The main goal of Human-Computer Interaction (HCI) is to enable machines to better communicate with humans. In human society, the most natural form of communication is speech. Speech-enabled devices, especially smartphones, are commonly used in our daily life. Renowned organizations use automated voice messages to answer common queries. Customers are no more required to press the interface buttons. We can use speech recognition systems in our homes, offices, and for personal use. It got the hype when Apple released iOS5 with Siri for iPhone 4S in 2011.
A variety of software applications is available in the market for speech recognition. Such applications are now considered integral parts of the operating systems. Gone are the days when typing was considered a tedious job. It is all about voice commands now, just speak and it is done. Thanks to speech recognition technologies. The research advancement in this field has opened new horizons of its applications in other fields of life. Computing devices can now easily run speech recognition software. It does not only improve the interfaces but also helps visually-impaired people. Such people can now use these devices for limited operations.
Once, such people learn to use the system, they can send messages, make calls, or even send emails, etc. [1]. Voice commands help impressively in performing office activities including voice-dialing, reminder-settings, messages/email typing. This vividly improves office productivity [2]. There can be endless implementations, in our day-to-day life [3]. Some car manufacturers have introduced voice commands to do many tasks inside the car. Drivers can navigate, call, or send messages using voice instructions. An introductory level inspirational video is available at the link [4].

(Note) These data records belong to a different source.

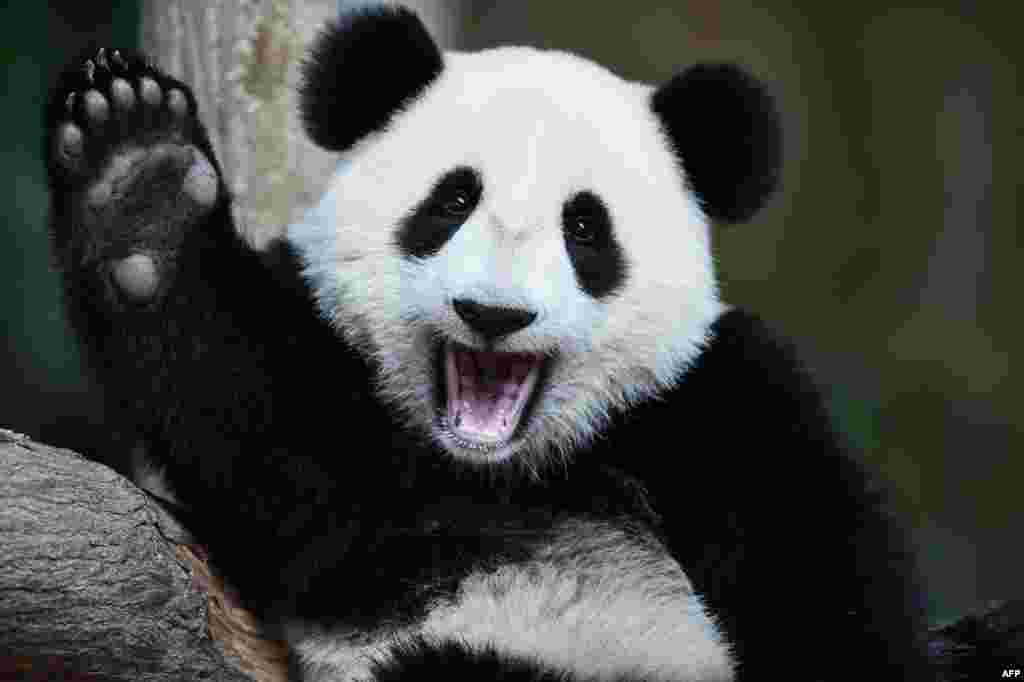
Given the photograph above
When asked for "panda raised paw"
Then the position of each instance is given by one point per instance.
(131, 169)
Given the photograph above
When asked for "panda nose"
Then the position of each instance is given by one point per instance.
(492, 322)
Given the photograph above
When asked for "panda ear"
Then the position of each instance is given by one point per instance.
(361, 70)
(725, 130)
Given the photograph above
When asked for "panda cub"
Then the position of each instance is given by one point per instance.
(481, 413)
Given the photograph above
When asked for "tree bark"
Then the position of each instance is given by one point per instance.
(243, 59)
(98, 583)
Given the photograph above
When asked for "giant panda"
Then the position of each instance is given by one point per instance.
(480, 413)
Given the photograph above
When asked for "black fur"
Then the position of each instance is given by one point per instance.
(454, 661)
(726, 131)
(439, 216)
(330, 510)
(597, 259)
(363, 70)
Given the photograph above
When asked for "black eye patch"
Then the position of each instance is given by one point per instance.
(597, 259)
(439, 216)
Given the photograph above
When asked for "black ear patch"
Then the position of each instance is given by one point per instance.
(361, 70)
(726, 132)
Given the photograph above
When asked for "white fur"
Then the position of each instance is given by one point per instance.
(595, 602)
(539, 126)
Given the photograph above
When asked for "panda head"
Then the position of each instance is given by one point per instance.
(519, 240)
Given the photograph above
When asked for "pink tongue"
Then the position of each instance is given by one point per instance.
(488, 392)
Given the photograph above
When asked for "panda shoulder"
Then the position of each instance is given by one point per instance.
(750, 372)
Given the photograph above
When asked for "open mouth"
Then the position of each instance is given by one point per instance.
(486, 394)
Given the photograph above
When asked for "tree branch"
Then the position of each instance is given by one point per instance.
(97, 581)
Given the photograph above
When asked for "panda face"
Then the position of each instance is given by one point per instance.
(518, 252)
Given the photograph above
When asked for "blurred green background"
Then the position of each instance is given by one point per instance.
(892, 254)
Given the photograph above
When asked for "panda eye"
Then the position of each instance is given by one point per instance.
(585, 220)
(456, 196)
(581, 229)
(459, 205)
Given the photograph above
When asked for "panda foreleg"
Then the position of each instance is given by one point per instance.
(169, 302)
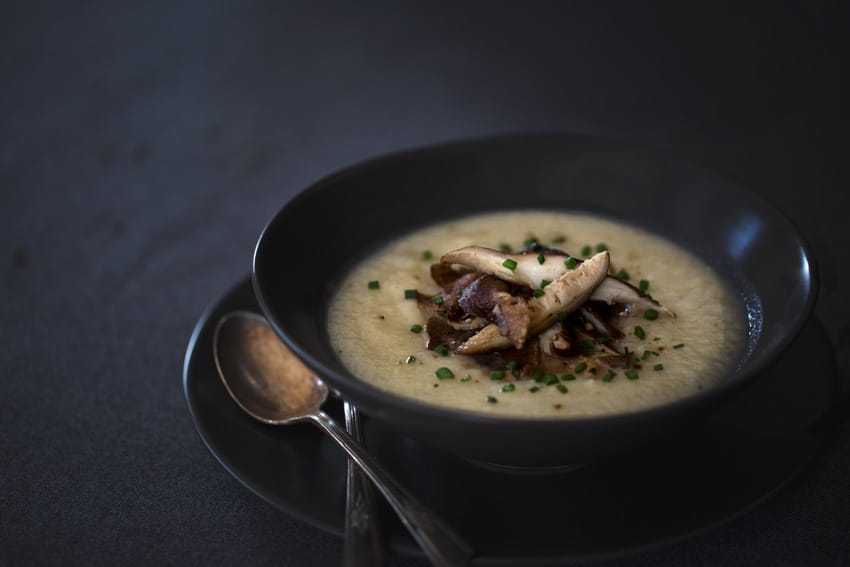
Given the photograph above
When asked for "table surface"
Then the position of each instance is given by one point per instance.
(144, 145)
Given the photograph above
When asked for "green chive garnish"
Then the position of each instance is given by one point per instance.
(444, 373)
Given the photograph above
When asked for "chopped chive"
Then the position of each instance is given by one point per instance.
(444, 373)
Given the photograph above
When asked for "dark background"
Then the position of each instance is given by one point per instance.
(143, 146)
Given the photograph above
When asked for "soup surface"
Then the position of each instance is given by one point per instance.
(370, 322)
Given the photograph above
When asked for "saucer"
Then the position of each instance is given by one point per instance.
(746, 451)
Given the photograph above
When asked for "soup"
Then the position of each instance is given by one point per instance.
(680, 334)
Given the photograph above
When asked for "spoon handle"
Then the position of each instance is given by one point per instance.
(362, 532)
(442, 546)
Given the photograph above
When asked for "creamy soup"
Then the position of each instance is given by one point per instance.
(373, 326)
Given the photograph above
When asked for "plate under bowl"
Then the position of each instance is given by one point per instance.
(304, 250)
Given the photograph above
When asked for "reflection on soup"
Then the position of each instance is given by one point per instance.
(536, 314)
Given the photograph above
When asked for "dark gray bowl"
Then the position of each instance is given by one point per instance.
(307, 247)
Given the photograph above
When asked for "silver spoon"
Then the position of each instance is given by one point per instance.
(269, 382)
(362, 531)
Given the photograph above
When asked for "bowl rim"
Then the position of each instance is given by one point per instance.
(374, 395)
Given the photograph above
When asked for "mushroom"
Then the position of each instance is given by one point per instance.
(530, 272)
(565, 294)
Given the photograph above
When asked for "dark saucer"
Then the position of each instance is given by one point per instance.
(749, 448)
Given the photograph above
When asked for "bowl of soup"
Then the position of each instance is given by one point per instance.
(534, 300)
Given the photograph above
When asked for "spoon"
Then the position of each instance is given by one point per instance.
(269, 382)
(362, 531)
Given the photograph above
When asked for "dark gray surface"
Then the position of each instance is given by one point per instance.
(143, 146)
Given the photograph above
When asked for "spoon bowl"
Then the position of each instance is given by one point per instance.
(272, 385)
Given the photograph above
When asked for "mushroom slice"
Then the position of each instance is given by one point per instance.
(614, 290)
(528, 271)
(563, 295)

How it Converts the Voice to Text
Voice to text conversion is not a simple task. For this purpose, computing devices have to process some complex steps. When a human speaks, it creates vibration (waves of pressure) in the air. These are referred to as analog signals. These analog signals are converted to digital signals by Analog to Digital Converters (ADC). For conversion, sampling the sound is performed first, which is called digitizing. Then, it takes measurements at a frequent interval of time.
By using Fast Fourier Transform (FFT), the digital data is then converted into a spectrogram. It is then fragmented into overlapping chunks called the acoustic model. A list of known words and their sound features are stored in a dictionary called a phonetic dictionary. Simply, phonetic is one of the units of sound which differentiate one word from the others in a given language.
For the English language, the most agreed-upon number of phonemes is 40. Other features of phonemes include phonemic stress and phonemic tone. The features analysis entirely depends on the requirements of the recognition system. Now, as a simple speech recognition task, a chunk from the signal is compared to the list in the phonetic dictionary. At the basic level, speech is recognized in the same manner.
Main Issues During Speech Analysis and Recognition Process
It’s difficult to differentiate between noise and words. When someone speaks, the words and noise both propagate to the listener’s ears in terms of signals. It is the human brain which helps in separating the words and noise. For example, someone is talking to you during a dance party and you still understand the words. Humans have different voices and this difference is also difficult to handle. You may have noticed that some people talk slowly compare to others. This results in different signal samplings for the same word spoken by slow and quick speakers.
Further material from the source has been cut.